Surfers Against Sewage chief Giles Bristow said: “Look past the glossy veneer of today’s Independent Water Commission recommendations and you’ll see it utterly fails to prioritise public benefit over private profit.”
Sir Jon’s review was not allowed to fully explore renationalising water companies; ministers have refused to entertain the possibility, with Mr Reed insisting nationalisation would cost £100 billion and slow down efforts to cut pollution.
But Unison general secretary Christina McAnea said: “A safe, reliable sustainable water supply shouldn’t be too much to ask for.
“But instead of protecting consumers from higher bills and communities from sewage pollution, greed has been the prime motivation with obscene bonuses and shareholder dividends.
“The Cunliffe report hasn’t been able to consider the issue of renationalising a privatised water system that’s been broken for decades.
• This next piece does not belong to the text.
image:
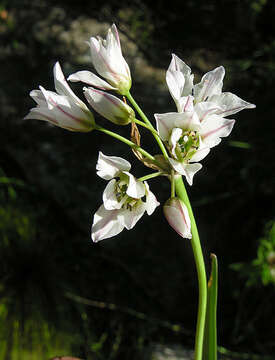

It’s allowed water companies to profit from their failure to invest in a fundamental public service.
“Only wholesale changes will fix the system. Tinkering around the edges and failing to consider all options won’t deliver the change that is desperately needed.”
GMB national officer Gary Carter said: “The Cuncliffe report lays bare what GMB has said for years — water privatisation has been a disastrous failure.
“Our rivers and waterways have been fouled, while bills rocket and fat cat bosses get rich.
“Meanwhile the water infrastructure crumbles through lack of investment.
“It’s a disgrace — and one Ofwat has overseen. Now is the time to fundamentally reform the water sector and renationalise this vital resource.”
Unite general secretary Sharon Graham said: “Water workers and the public will just think this report is a bad joke — it doesn’t even consider returning water to public ownership.
“If the government thinks a new regulator will solve the problems of privatisation they will be badly disappointed.”